熱中症というと、炎天下の外出や運動中に起こるものを思い浮かべる人が多いかもしれません。けれど、熱中症は屋外だけで起こるものではありません。室内でも、夜でも、条件が重なれば起こることがあります。

特に寝ている間は、自分で暑さに気づきにくい時間です。起きているときなら「暑いから水を飲もう」「エアコンをつけよう」と判断できますが、眠っている間はその判断が遅れます。

この記事では、夜の熱中症がなぜ起こるのか、寝るときにエアコンをどう考えればよいのか、水分補給や寝室づくりで気をつけたいことを整理します。

電気代も気になります。冷えすぎも心配です。
でも、夏の夜は「我慢できるか」だけで考えないことが大切です。

夜でも熱中症が起こる理由

熱中症は、体に熱がたまり、体温調節がうまくいかなくなったときに起こります。

環境省の熱中症予防情報サイトでは、熱中症を引き起こす条件として「環境」「からだ」「行動」の要因があると説明されています。気温が高い、湿度が高い、風が弱いといった環境では、体の熱を外へ逃がしにくくなります。

これは夜も同じです。

日が沈んでも、部屋の中がすぐ涼しくなるとは限りません。昼間に壁や天井、家具が熱を持っていると、夜になっても室温が下がりにくいことがあります。マンションの上階、日当たりのよい部屋、風通しの悪い寝室では、外より室内のほうが暑く感じることもあります。

さらに、湿度が高いと汗が蒸発しにくくなります。

人の体は、汗が蒸発するときに熱を逃がします。ところが湿度が高いと、汗をかいても熱が逃げにくく、体に熱がこもりやすくなります。

つまり、夜だから安全とは言い切れません。

気温が少し下がっても、湿度が高い。
風がない。
部屋に昼間の熱が残っている。
寝具で熱がこもっている。

こうした条件が重なると、眠っている間にも体への負担が大きくなります。

寝ている間は暑さに気づきにくい

夜の熱中症で気をつけたいのは、眠っている間は自分の状態に気づきにくいことです。

起きていれば、暑いと感じたら窓を開ける、エアコンをつける、水を飲む、服を替えるといった行動ができます。

でも、眠っている間はそうはいきません。

汗をかいていても、そのまま眠り続けることがあります。のどが渇いていても、目が覚めるまで水を飲めません。暑さで眠りが浅くなっても、「昨日はよく眠れなかったな」と翌朝になって気づくこともあります。

特に注意したいのは、次のような人です。

注意したい人理由
高齢者暑さやのどの渇きを感じにくくなることがある
子ども体温調節が未熟で、寝ている間の変化を自分で伝えにくい
体調が悪い人発熱、下痢、食欲不振などで脱水になりやすいことがある
お酒を飲んだ人利尿作用や睡眠の質低下で、体の水分バランスが崩れやすい
暑さに慣れていない人急に暑くなった時期は体が対応しにくい

「寝ているだけだから大丈夫」と思いがちですが、寝ているからこそ気づきにくい。ここが夜の暑さの怖いところです。

寝るときのエアコンは「体に悪い」だけで決めない

寝るときにエアコンをつけるかどうかは、迷いやすいところです。

「朝までつけっぱなしは体に悪そう」
「電気代が高くなりそう」
「冷えすぎてだるくなりそう」

そう感じる人も多いはずです。

たしかに、設定温度を低くしすぎたり、冷たい風を体に直接当て続けたりすると、寝冷えや体のだるさにつながることがあります。エアコンを使えば何でも安心、というわけではありません。

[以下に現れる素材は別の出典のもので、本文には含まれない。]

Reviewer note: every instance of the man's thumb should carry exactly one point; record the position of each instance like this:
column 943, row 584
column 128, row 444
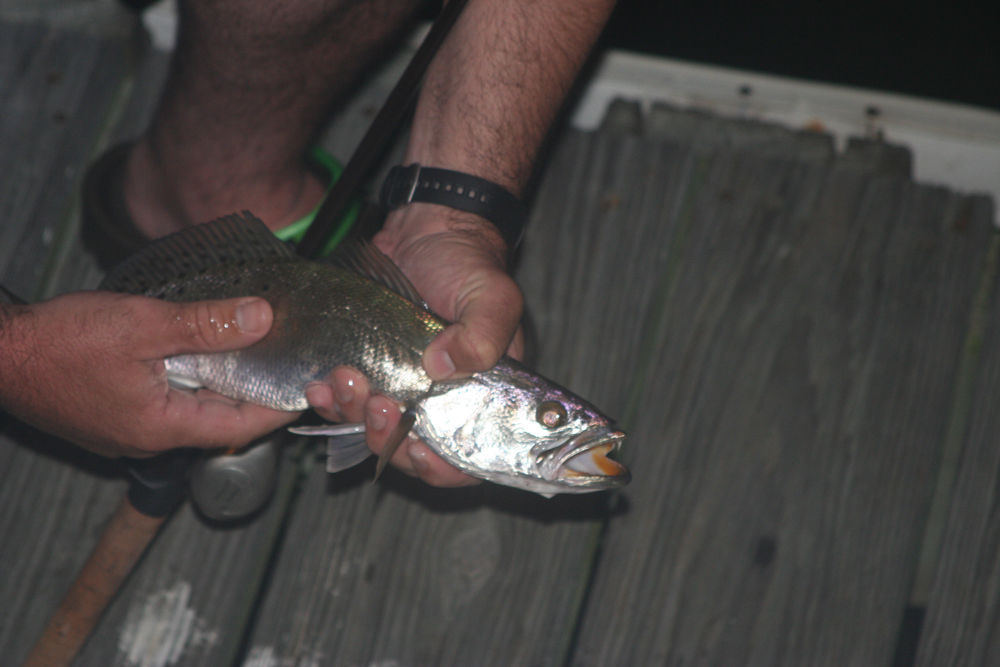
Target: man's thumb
column 213, row 326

ただし、暑い夜にエアコンをまったく使わず我慢するのも危険です。

環境省の資料では、熱中症警戒アラートが発表されている日には、外出を控えることやエアコンを使用することなど、積極的な予防行動をとるよう案内されています。

寝るときのエアコンは、「つけるか、消すか」の二択ではなく、使い方を調整するものと考えると楽になります。

  • 設定温度を下げすぎない
  • 風を体に直接当て続けない
  • タイマーだけに頼りすぎない
  • 暑い日は朝まで弱く使う
  • 寝る前に部屋の熱を逃がしてから使う

大切なのは、電気代を少しでも下げることだけを優先しないことです。夏の夜のエアコンは、快適さだけでなく、体を守るための道具でもあります。

タイマーで切るだけでは暑くなることがある

寝るときに「1時間後に切れるようにする」「3時間タイマーにする」という人も多いでしょう。

タイマーは便利です。冷えすぎを防ぎたいときや、寝つくまで部屋を涼しくしたいときには役立ちます。

ただ、真夏の熱帯夜には、タイマーで切れたあとに室温が上がることがあります。

寝入りばなは涼しい。
でも、夜中にエアコンが止まる。
部屋の温度や湿度が少しずつ上がる。
汗をかき、眠りが浅くなる。

この流れになると、朝まで眠ったつもりでも体が休まりにくくなります。

タイマーを使う場合でも、暑さが強い日は「切るタイマー」だけでなく、「朝まで弱く運転する」「設定温度を少し高めにする」「風向きを調整する」といった使い方を考えましょう。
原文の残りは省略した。